私の中にある感情はとても見るに堪えないものでした。
醜いとかそういう次元ではなく、虚無。
どうやっても埋められない、隙間だらけの感情。
何を見ても聞いても通り抜けていく、壊れた感情。
私は空白で何者でも無い。
誰でもない私。
夢も希望も何もかも消え失せてしまった。
私は無くしたものを探しているのです。
でも、見つからないのです。
もしかすると、見つからなくてもいいものかもしれません。見つけられないのなら、無くても問題ないのかもしれません。
それでも、私は探してしまうのです。見つからなくてもいいと思いながらも、探さなくてはと思ってしまうのです。
一体、私はどうしたいのでしょう。何をこんなに焦っているのでしょう。
これが私というのなら、とても諦めの悪い人間だと思います。
どこまでいっても他人事。
だって、私は何も持っていないもの。私の感情はどこかへ流れてしまうから。
分からないのです。
私という存在は、どのような人間だったのか――
これで正しいのでしょうか。
貴方は覚えていますか?
白い月が光る空――夜ともいえない、異様な光景が広がっている世界。
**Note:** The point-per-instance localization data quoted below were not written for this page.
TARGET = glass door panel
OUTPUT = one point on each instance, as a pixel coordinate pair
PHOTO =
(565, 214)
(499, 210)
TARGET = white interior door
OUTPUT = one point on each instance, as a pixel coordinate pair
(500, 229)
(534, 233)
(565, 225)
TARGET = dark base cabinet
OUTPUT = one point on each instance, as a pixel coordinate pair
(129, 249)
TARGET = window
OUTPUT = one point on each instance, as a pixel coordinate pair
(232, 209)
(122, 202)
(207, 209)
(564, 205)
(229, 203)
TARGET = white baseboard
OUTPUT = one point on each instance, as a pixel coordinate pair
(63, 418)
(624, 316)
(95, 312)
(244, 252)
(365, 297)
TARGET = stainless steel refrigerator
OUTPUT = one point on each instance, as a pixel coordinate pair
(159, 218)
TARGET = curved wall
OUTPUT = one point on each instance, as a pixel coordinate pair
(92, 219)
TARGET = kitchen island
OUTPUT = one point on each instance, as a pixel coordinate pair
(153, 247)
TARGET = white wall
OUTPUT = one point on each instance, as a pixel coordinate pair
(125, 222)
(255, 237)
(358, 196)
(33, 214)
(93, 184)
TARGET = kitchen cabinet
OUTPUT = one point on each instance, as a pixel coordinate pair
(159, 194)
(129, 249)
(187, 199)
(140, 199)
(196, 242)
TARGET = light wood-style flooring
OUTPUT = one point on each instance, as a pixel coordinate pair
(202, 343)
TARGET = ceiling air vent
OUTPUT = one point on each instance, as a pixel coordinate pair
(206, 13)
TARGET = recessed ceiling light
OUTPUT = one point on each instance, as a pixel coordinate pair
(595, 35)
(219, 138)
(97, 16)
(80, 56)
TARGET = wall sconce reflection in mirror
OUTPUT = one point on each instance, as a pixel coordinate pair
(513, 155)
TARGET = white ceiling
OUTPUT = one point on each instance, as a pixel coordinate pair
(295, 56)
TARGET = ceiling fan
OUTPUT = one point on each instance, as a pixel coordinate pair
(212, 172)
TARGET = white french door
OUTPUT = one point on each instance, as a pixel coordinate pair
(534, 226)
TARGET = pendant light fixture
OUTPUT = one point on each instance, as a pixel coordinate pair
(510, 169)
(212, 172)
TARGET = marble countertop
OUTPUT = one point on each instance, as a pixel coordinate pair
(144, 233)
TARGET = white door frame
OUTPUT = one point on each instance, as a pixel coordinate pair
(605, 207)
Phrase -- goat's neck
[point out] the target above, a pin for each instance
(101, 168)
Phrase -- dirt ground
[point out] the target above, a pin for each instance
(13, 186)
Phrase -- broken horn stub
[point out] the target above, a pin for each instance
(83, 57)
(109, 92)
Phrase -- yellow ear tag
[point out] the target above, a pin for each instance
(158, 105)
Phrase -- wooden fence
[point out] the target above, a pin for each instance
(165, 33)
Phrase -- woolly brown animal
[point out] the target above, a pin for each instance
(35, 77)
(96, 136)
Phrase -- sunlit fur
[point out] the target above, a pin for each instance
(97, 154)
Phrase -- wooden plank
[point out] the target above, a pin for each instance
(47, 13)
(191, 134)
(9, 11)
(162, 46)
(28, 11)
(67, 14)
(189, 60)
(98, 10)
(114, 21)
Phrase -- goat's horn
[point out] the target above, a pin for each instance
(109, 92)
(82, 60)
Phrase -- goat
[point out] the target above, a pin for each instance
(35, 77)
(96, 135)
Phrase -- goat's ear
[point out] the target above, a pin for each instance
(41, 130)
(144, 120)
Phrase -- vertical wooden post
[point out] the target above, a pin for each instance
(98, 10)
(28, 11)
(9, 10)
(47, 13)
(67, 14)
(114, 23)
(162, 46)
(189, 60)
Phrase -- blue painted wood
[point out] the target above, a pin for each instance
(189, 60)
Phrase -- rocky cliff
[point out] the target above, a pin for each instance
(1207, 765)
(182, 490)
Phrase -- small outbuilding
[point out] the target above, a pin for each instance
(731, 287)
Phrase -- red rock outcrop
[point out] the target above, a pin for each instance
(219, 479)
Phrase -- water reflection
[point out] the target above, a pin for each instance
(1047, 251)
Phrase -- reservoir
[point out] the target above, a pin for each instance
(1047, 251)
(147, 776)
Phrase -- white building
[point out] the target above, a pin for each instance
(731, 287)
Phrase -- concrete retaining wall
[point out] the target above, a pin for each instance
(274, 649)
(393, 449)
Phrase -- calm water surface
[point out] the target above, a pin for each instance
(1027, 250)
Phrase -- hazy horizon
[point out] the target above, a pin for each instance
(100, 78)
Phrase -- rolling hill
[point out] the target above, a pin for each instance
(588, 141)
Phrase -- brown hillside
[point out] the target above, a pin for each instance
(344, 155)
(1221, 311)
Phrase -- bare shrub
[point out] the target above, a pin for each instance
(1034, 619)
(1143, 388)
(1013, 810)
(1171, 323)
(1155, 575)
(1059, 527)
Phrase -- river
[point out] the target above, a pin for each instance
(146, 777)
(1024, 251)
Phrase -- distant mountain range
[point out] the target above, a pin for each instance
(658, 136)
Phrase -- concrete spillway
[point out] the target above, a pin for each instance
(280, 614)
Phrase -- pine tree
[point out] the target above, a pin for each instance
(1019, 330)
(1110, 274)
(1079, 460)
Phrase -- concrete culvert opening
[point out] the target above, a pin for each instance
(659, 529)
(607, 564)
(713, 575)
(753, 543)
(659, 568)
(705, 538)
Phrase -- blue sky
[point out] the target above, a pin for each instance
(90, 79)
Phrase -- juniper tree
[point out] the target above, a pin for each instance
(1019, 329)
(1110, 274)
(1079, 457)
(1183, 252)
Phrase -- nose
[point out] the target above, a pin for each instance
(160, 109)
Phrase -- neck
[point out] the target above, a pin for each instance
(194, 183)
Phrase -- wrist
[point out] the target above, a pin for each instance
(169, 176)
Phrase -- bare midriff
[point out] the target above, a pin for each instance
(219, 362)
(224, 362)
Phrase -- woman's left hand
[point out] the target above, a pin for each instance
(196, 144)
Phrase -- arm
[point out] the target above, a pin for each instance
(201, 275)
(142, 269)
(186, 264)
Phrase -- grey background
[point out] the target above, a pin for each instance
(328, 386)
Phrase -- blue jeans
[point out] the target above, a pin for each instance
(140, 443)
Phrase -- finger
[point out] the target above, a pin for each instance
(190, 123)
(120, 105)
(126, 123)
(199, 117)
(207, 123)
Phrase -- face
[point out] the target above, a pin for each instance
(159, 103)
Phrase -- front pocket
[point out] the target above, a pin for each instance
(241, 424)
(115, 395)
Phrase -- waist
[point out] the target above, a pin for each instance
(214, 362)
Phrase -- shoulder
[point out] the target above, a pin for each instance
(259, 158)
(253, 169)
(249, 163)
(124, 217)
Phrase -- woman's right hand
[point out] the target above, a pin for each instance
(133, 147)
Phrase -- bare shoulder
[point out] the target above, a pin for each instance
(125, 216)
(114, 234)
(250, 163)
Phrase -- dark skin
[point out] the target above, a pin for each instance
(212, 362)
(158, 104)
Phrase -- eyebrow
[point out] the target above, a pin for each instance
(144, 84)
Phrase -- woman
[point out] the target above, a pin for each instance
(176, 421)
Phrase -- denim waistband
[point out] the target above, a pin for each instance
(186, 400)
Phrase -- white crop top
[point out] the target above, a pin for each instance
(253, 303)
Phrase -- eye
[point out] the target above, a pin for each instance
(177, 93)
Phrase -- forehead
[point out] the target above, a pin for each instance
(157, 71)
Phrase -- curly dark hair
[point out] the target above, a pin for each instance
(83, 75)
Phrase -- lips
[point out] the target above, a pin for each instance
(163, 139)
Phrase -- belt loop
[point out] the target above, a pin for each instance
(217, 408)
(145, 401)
外界からの侵入を許さない頑丈な檻。巨大な結晶が至る所から生え、荒地にもかかわらず、幻想的な風景を生み出していた。鮮やかな色に染められた、夢のような場所。
普通の人間なら、圧倒されてしまうだろうという世界に、少年は何の感慨もなく一人佇んでいた。
「やっとか」
その表情は嬉しそうでもなく、どこか愁いを帯びているようだった。この日を待っていたというのに、素直に喜べない。思いのままに踊り、浮かれることが出来たらどれほどよかったか。
「もっと、嬉しそうにしたらいいだろうに……と言いたいところだが、置かれた状況を考えればそうでもないか」
少年の心を見透かすように、勿忘草の色をした髪の少女が隣に降り立った。同じように空に浮かぶ月を眺める。
「君には悪いけど、僕は僕の願いを叶える」
「構わんが、自分の立ち位置を忘れるなよ」
「分かってる。君が死んだら全て終わりだし」
「結構なこと。物分かりがよくて助かる。他は良くも悪くも自由な奴ばかりだからな。まぁ、私がそういう人間を選んだというのは少なからずあるのだが」
「そんなこと言うくらいなら、逆らえないようにすればいいのに。君ならそういうこと出来るだろ」
「して欲しいか?」
意地悪く少女は問いかける。少女が本気を出せば、少年などたやすく懐柔されてしまう。少女はその手の力に長けていた。
「……実際やられるのはお断りだよ。自由に動ける方が良い」
「だろう。私もその方がいい。縛られるなんて御免だ。私とて、そこまでやろうとは思わない」
少女は手を広げ少年の目の前に躍り出た。勿忘草色の髪が、優雅になびく。
「私もお前たちも、それぞれ譲れぬ思いを持っている」
世界は複雑に絡み合っている。自分を通そうとすれば何かしらの障害に阻まれる。自分の思いを貫きたいと思うのと同時に、自分以外の人間も何かしらの思いを抱いている。強い思いを持つ者同士ぶつかり合えば、どちらかの願いが潰えることだってある。
それは敗北と同義だった。
「……何があっても曲げることはない。君を裏切ることになっても、僕は僕のやるべきことをやる。そのためにここまで来た」
少年は真っ直ぐ見据えた。大切なものを取り戻すために、どんな困難も乗り越えて見せるという覚悟。
少女は少年の覚悟を受け取り静かに笑う。
「好きにすればいい。私はその行く末を見守ろうじゃないか」
「人のことより、自分の心配した方がいいんじゃないの」
少年は素っ気なく言うと、その場から消えた。一人残された少女は、自嘲気味に呟く。
「そんなこと、私自身がよく分かっている。全く、感情とは厄介なものだ」
不安定な感情に振り回され、疲れ一人閉じこもった。
停滞していた少女の時間を動かしたのは、ある人間との出会いだった。
しかし、その出会いはあってはならないものだった。あの懐かしき日々はどんなに、願っても戻ってこない。
美しかった世界は、跡形もなく壊れてしまった。
「この世は腐りきった果実。私が望むのはただ一つ」
少女は白い月へと手を伸ばす。決して手の届かない場所だった。それでも少女は手を伸ばした。